Haftbefehl in Iran

Mit Kasem Kardavani wurde wieder ein Teilnehmer der Berliner Iran-Konferenz verhaftet. Unruhen in der Teheraner Universität

BERLIN taz ■ Erneut haben iranische Behörden Haftbefehl gegen einen Teilnehmer der Iran-Konferenz der Heinrich Böll Stiftung in Berlin Anfang April erlassen. Diesmal ist das Opfer Kasem Kardavani (53), Leiter der Abteilung für Französisch am Teheraner „Institut für Sprachen“ und Vorstandsmitglied des Iranischen Schriftstellerverbandes. Der Haftbefehls soll bereits am Montag ausgestellt worden sein. Das berichtete Kardavanis Frau am Donnerstag telefonisch aus Teheran. Sie habe am gleichen Tag zum zweiten Mal in dieser Woche Besuch von Behördenvertretern bekommen. Doch dieser blieb erfolglos. Kasem Kardavani hält sich derzeit in Frankreich auf.

Es ist mindestens der dritte Haftbefehl gegen einen Teilnehmer der Konferenz zum Reformprozess in der Islamischen Republik, die vom 7. bis zum 9. April im Berliner Haus der Kulturen der Welt stattfand. Kardavani hatte dort über die iranische Studentenbewegung referiert. Bereits Anfang der Woche war bekannt geworden, dass iranische Behörden Haftbefehl gegen den reformorientierten Geistlichen Hodschatolislam Jussefi Eschkevari erlassen haben. Auch er hält sich noch in Europa auf. Der Publizist Akbar Gandschi war unmittelbar nach seiner Rückkehr von der Konferenz in Teheran verhaftet worden und sitzt seither im berüchtigten Evin-Gefängnis.
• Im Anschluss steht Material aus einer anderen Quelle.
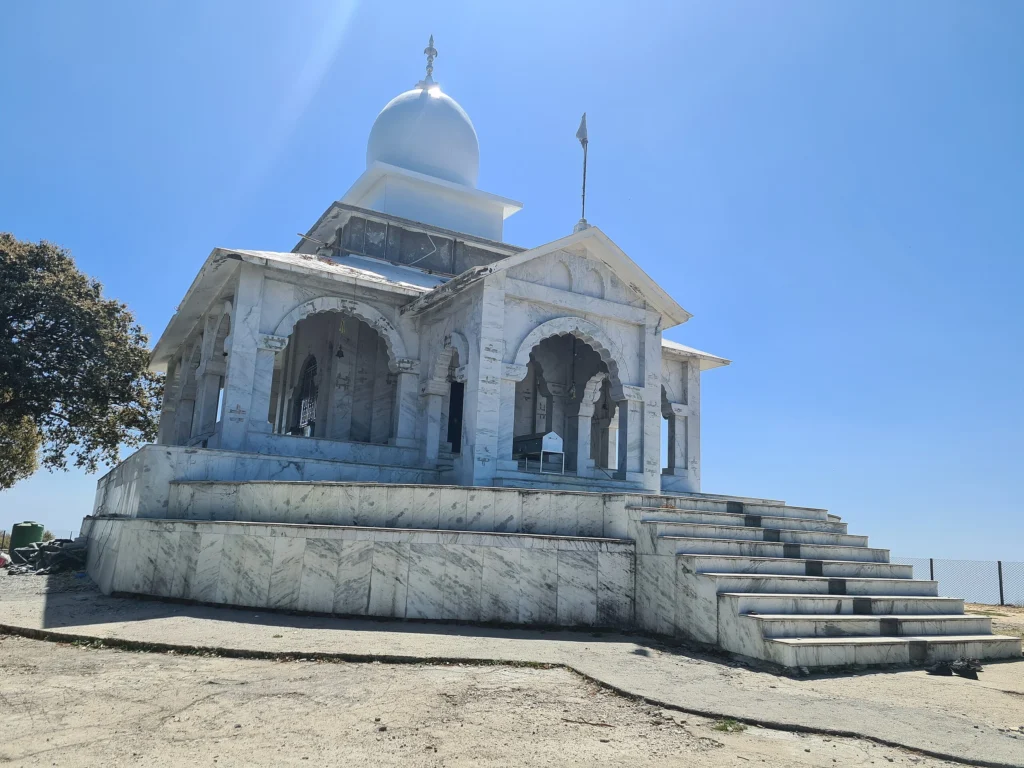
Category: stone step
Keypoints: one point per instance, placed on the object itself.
(794, 566)
(796, 626)
(664, 514)
(817, 652)
(552, 481)
(745, 532)
(683, 545)
(810, 604)
(805, 585)
(734, 506)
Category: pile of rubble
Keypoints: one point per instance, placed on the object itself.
(53, 556)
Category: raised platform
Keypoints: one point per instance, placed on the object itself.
(790, 585)
(359, 570)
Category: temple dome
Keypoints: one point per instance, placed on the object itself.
(427, 131)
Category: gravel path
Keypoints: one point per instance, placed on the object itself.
(978, 722)
(67, 706)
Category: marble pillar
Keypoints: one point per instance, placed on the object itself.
(631, 443)
(266, 350)
(168, 406)
(511, 375)
(242, 358)
(406, 403)
(651, 357)
(207, 397)
(482, 406)
(432, 398)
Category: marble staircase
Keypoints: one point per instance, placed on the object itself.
(792, 586)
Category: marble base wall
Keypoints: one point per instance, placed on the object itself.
(393, 506)
(140, 485)
(474, 577)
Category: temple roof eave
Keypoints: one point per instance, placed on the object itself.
(222, 263)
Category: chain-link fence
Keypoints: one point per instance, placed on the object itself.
(991, 582)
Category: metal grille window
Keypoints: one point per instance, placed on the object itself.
(307, 393)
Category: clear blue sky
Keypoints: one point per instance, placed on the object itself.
(835, 189)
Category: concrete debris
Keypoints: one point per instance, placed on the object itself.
(968, 668)
(48, 557)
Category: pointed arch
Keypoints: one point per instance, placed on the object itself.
(373, 317)
(584, 330)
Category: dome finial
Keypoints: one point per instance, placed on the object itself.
(430, 51)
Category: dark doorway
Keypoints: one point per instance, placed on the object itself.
(455, 416)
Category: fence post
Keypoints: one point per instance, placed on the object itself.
(998, 564)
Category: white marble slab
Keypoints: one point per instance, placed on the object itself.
(500, 585)
(286, 573)
(320, 574)
(351, 594)
(426, 581)
(389, 580)
(463, 578)
(577, 588)
(539, 586)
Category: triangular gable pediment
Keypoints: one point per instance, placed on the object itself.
(594, 245)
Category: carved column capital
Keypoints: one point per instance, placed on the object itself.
(271, 342)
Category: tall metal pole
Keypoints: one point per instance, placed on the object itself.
(583, 213)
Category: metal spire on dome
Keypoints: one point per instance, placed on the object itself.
(430, 51)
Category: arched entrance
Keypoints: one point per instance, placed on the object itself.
(566, 390)
(333, 380)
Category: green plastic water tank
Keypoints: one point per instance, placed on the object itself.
(24, 534)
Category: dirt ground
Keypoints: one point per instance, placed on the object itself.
(1007, 620)
(77, 706)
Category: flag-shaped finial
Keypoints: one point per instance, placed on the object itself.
(430, 52)
(582, 133)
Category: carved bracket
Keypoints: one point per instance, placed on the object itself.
(514, 372)
(271, 342)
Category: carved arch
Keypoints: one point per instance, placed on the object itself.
(592, 393)
(584, 330)
(370, 315)
(455, 342)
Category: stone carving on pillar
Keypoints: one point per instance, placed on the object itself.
(406, 402)
(631, 434)
(511, 373)
(591, 394)
(267, 346)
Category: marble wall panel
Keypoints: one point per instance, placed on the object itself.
(463, 578)
(373, 506)
(286, 572)
(206, 584)
(536, 512)
(590, 515)
(348, 504)
(351, 595)
(614, 589)
(500, 585)
(453, 509)
(166, 563)
(320, 574)
(479, 509)
(189, 543)
(563, 514)
(539, 586)
(426, 581)
(246, 563)
(426, 502)
(400, 507)
(577, 588)
(507, 515)
(389, 580)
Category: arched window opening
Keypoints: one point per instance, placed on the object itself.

Die Konferenz der Grünen-nahen Stiftung sollte die inneriranischen Reformkräfte stärken. Doch ein- bis zweihundert linke Exiliraner sorgten für das Gegenteil: Das iranische Fernsehen verbreitete die Proteste der teilweise nackt auftretenden Exilanten, und Irans konservative Reformgegner warfen die aus Teheran angereisten Teilnehmer mit diesen Demonstranten in einen Topf. Den Gegnern des Reformprozesses gilt die ganze Konferenz als „antiislamisch“ – ein wohlfeiler Anlass, die dort aufgetretenen Reformer zu verfolgen.

Seit der Konferenz in Berlin wurden in Teheran zudem insgesamt 15 reformorientierte Zeitungen verboten. Zugleich wurde am Donnerstag bekannt, dass sämtliche inhaftierten Verdächtigen, die hinter den Morden an mindestens fünf Regimekritikern Ende 1998 stecken sollen, in den vergangenen Tagen freigelassen wurden. Die Behörden hätten inzwischen „neue Verdächtige“ verhaftet, heißt es aus informierten Kreisen in Teheran. Einer der wichtigsten „Ermittler“ zu der Mordserie war der jetzt inhaftierte Journalist Akbar Gandschi.

Seit der Nacht zum Freitag gibt es zudem Unruhen in der Teheraner Universität. Nach Angaben von Augenzeugen ist es dabei zu gewaltsamen Zusammenstößen zwischen Studenten und der Polizei gekommen. Die Studenten demonstrieren gegen das Verbot der Reformzeitungen. Präsident Chatami rief zur Ruhe auf.